# Percentages re: infection rate?



## chic (Dec 21, 2020)

I've never heard this mentioned anywhere else before, and I wonder what is the percentage of infection rate with covid? Out of 1,000 people who are exposed to covid, how many will actually get sick? 

Thank you. You can say "I don't know" of you dont, because I don't know either.


----------



## Aunt Marg (Dec 21, 2020)

Chic. I'd be very surprised to know that a scientific percentage exists related to, account variable factors differing from group to group. 

i.e. One group of a 1000 may have a 75% ratio of people over the age of 80, whereas the next group of 1000 may have a 90% ratio of people under the age of 50.

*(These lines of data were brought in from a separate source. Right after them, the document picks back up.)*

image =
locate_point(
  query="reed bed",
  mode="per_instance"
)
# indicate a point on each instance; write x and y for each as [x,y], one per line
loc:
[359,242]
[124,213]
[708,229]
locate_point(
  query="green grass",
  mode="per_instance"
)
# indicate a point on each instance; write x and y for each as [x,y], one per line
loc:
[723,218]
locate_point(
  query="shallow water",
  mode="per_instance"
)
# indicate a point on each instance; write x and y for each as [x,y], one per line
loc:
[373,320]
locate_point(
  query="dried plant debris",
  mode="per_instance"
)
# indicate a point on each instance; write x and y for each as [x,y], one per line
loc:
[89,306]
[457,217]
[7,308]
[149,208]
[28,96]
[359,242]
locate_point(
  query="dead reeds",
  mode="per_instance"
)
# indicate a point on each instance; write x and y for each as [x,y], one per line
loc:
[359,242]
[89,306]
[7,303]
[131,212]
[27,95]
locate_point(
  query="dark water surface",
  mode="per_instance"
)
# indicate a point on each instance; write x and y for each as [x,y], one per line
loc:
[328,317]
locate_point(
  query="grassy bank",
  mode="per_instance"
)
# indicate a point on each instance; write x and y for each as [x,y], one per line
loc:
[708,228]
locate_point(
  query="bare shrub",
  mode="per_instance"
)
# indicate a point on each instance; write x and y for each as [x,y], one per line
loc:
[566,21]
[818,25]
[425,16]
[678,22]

Add in other scenarios such as the first group being of the risque crowd... not masking, not practicing social distancing, mingling among large crowds of people/events, etc, with the second group of 1000 following guidelines to a T.


----------



## MarciKS (Dec 21, 2020)

I wonder if they can actually put a number to that with all the asymptomatic cases.


----------



## asp3 (Dec 21, 2020)

I don't think there is enough information to calculate the infection rate.  As well as the age and behavior factors that @Aunt Marg mentioned one also has to consider the environment (indoors, outdoors, size of building if indoors) the activities that some or all of the people are participating in and how long they're all together.

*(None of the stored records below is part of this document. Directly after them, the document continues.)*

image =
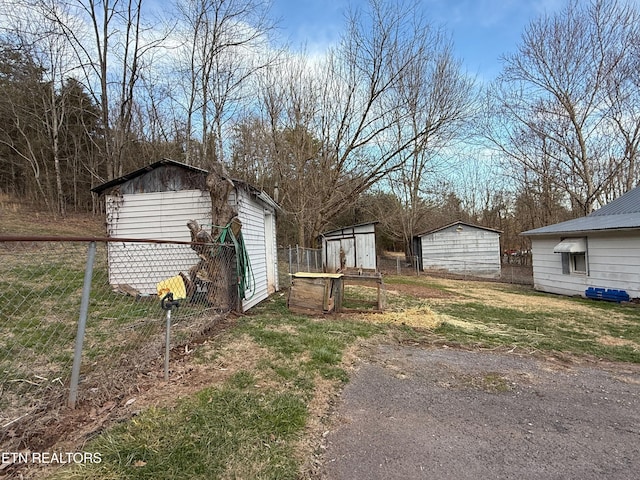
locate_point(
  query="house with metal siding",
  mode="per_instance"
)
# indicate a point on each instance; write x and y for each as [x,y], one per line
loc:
[356,245]
[156,202]
[601,250]
[461,248]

For example one early super spreader event was a chorus event in France but I can't seem to find an article about it now.  However here's a CDC article about a super spreader chorus practice in Washington where one person was infected when it occured and 60 people were exposed, there were 32 confirmed cases, 20 suspected cases, three hospitalizations and two deaths.

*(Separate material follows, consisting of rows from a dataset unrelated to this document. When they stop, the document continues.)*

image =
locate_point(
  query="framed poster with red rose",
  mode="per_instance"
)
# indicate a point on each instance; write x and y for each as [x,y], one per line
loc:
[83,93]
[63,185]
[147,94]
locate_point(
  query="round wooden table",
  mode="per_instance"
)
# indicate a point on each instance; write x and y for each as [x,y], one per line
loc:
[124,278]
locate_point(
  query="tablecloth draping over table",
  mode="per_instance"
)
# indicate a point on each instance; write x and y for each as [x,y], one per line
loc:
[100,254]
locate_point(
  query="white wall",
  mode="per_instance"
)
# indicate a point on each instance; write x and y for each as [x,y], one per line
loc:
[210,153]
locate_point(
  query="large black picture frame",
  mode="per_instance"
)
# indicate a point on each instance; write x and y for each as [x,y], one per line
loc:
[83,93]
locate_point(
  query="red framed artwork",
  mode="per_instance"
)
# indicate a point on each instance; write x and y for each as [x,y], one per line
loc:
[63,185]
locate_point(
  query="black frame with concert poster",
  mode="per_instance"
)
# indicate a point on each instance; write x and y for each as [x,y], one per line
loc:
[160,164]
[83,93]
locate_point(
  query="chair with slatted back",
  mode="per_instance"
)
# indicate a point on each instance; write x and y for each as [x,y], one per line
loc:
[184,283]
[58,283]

https://www.cdc.gov/mmwr/volumes/69/wr/mm6919e6.htm

The article is excellent and gives a lot of information.  I didn't read the whole thing but it looks like a good article.


----------



## win231 (Dec 21, 2020)

MarciKS said:


> I wonder if they can actually put a number to that with all the asymptomatic cases.


^^^ Bingo, they can't.  That's how they're getting the crazy numbers they're reporting.  They're counting every positive test as an "Infection Case."  And every positive case in someone who died as a Covid death; regardless of what someone died of.
Add to that the unreliability of the test.


----------



## Don M. (Dec 21, 2020)

This virus is so rampant and growing daily that there aren't really any Firm statistics to rely on.  Here is a summation of the number of cases, per State, as of a few days ago.  

https://www.statista.com/statistics/1109004/coronavirus-covid19-cases-rate-us-americans-by-state/

Perhaps, months from now, IF the vaccines slow this illness down, that statisticians may be able to supply more accurate numbers.


----------



## MarciKS (Dec 21, 2020)

win231 said:


> ^^^ Bingo, they can't.  That's how they're getting the crazy numbers they're reporting.  They're counting every positive test as an "Infection Case."  And every positive case in someone who died as a Covid death; regardless of what someone died of.
> Add to that the unreliability of the test.


I can definitely agree with the unreliability. I read somewhere that the saliva tests are better. But here's an example of how unreliable those tests are...we had a cook that got sent home to quarantine because his wife has covid. Now...keep in mind she's been sick for a month now. she had 4 tests and they all came back negative. the dr told her she had pneumonia. WRONG!!!!!!!!! she's now tested positive and he worked all month like that. he was having troubles breathing so they gave him an inhaler when he's probably been running around with covid all this time.


----------



## Aunt Marg (Dec 21, 2020)

MarciKS said:


> I can definitely agree with the unreliability. I read somewhere that the saliva tests are better. But here's an example of how unreliable those tests are...we had a cook that got sent home to quarantine because his wife has covid. Now...keep in mind she's been sick for a month now. she had 4 tests and they all came back negative. the dr told her she had pneumonia. WRONG!!!!!!!!! she's now tested positive and he worked all month like that. he was having troubles breathing so they gave him an inhaler when he's probably been running around with covid all this time.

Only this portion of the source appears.